Despite the matrimony-centric schema ordering their perspectives on female friendship, the Victorians nonetheless depicted a sweeping calico of bonds between women. Charles Dickens’s 1865 novel Our Mutual Friend includes among its vast cast of characters the devoted companions Lizzie Hexam, who, like so many Dickensian heroines, is beautiful, selfless, and long-suffering, and Jenny Wren, a disabled dolls’ dressmaker who supports her alcoholic father and, though she seems whimsically idiosyncratic, refuses to suffer any man’s tomfoolery, particularly where Lizzie is concerned. This pair of young women, snarled in poverty and all its accompanying plights, takes succor in small tendernesses. After long, laborious days, they unpin each other’s hair by the fire, “it being Lizzie’s regular occupation when they were alone of an evening to brush out and smooth the long fair hair of the dolls’ dressmaker.”10 It’s a sensuous and romantic ritual—two young women basking in their mutual physical charms, silken streams tumbling across shoulders and bosoms as a fire
crackles in the dusk. And because Jenny Wren was accustomed to solitude before Lizzie came to live with her, it is fitting that she would revel in this companionship, determining that any husband would pale in comparison to her friend. “He couldn’t brush my hair like you do,” Jenny avows, “or help me up and down stairs like you do, and he couldn’t do anything like you do; but he could take my work home, and he could call for orders in his clumsy way…I’ll trot him about, I can tell him!”11
Jenny Wren speaks like a disenchanted personality from Mother Goose, and this is appropriate: Fanny Cleaver is her given name—one with a myriad of sexual implications—but, purportedly inspired by the English nursery rhyme, she rechristens herself. Her position in the novel is a slippery one—performative in a way that sometimes seems to resist her reduction to a disabled body. But then, Dickens’s track record in writing female characters, not to mention nonnormative ones, is pitted at best; perhaps he means Jenny’s sassy, hyper-girlish fantasies of a married future to be read as such: the adorably confident musings of a character who, as a result of her own, physical too muchness, has been altogether evacuated of sexuality, in name and in person (though she does, eventually, find a partner, and because this is a Dickens novel, he is disabled too). Regardless, Jenny’s stern assessment of this lacking hypothetical husband lays bare a crystalline hierarchy: no man, according to her predictions, can soothe and delight her the way that Lizzie does.

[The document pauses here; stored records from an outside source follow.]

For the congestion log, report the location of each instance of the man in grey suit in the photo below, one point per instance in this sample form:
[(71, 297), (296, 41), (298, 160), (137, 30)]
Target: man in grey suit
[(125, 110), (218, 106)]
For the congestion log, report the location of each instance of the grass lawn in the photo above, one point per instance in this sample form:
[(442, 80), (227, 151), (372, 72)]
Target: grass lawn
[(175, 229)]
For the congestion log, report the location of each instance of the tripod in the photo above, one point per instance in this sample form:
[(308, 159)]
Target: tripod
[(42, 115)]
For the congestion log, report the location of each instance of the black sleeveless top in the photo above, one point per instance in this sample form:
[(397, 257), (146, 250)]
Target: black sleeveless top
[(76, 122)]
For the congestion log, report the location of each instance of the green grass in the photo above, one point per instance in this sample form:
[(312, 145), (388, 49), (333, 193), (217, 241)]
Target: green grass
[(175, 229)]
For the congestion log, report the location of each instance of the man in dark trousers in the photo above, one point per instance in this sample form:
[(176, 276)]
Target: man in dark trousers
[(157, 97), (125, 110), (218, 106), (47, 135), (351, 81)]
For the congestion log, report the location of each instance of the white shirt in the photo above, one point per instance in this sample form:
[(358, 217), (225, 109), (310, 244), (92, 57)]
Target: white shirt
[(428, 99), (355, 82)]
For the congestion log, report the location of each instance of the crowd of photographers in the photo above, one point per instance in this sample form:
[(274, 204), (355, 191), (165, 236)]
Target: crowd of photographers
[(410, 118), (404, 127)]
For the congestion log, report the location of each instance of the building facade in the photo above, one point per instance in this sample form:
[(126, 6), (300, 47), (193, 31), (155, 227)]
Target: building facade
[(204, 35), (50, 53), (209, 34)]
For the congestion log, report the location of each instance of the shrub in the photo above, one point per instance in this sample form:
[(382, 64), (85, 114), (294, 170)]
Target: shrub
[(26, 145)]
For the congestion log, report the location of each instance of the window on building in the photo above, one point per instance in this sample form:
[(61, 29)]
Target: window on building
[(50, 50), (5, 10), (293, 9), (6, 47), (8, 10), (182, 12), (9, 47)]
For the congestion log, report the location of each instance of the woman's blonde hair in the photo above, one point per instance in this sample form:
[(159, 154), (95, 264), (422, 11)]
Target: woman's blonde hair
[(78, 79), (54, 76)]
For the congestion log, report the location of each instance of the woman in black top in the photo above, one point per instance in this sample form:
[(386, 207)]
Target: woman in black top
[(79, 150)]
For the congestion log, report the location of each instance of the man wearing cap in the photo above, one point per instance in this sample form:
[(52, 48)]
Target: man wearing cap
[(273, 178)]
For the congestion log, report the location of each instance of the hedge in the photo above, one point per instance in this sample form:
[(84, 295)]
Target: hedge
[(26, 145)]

But the friendship shared by Lizzie Hexam and Jenny Wren is a healthy one, unmarred by the panicked frisson agitating the bond between Pauline and Juliet. Intense homosociality abounds among women and girls in Victorian fiction, but rarely does it signal cause for alarm. After all, these women, even Jenny Wren, do not love their companions too much if they accept the heteronormative marriage plot as the template for their own timelines. Perhaps the most deadly female intimacy in Victorian literature occurs in Sheridan Le Fanu’s 1872 gothic novella Carmilla, in which the titular character, an ages-old vampire, seduces and feeds on pretty, naïve girls. The story chronicles her pursuit of Laura, who is sweet, sheltered, and a bit dim; their quick intimacy, which confounds Laura; and Carmilla’s eventual undoing.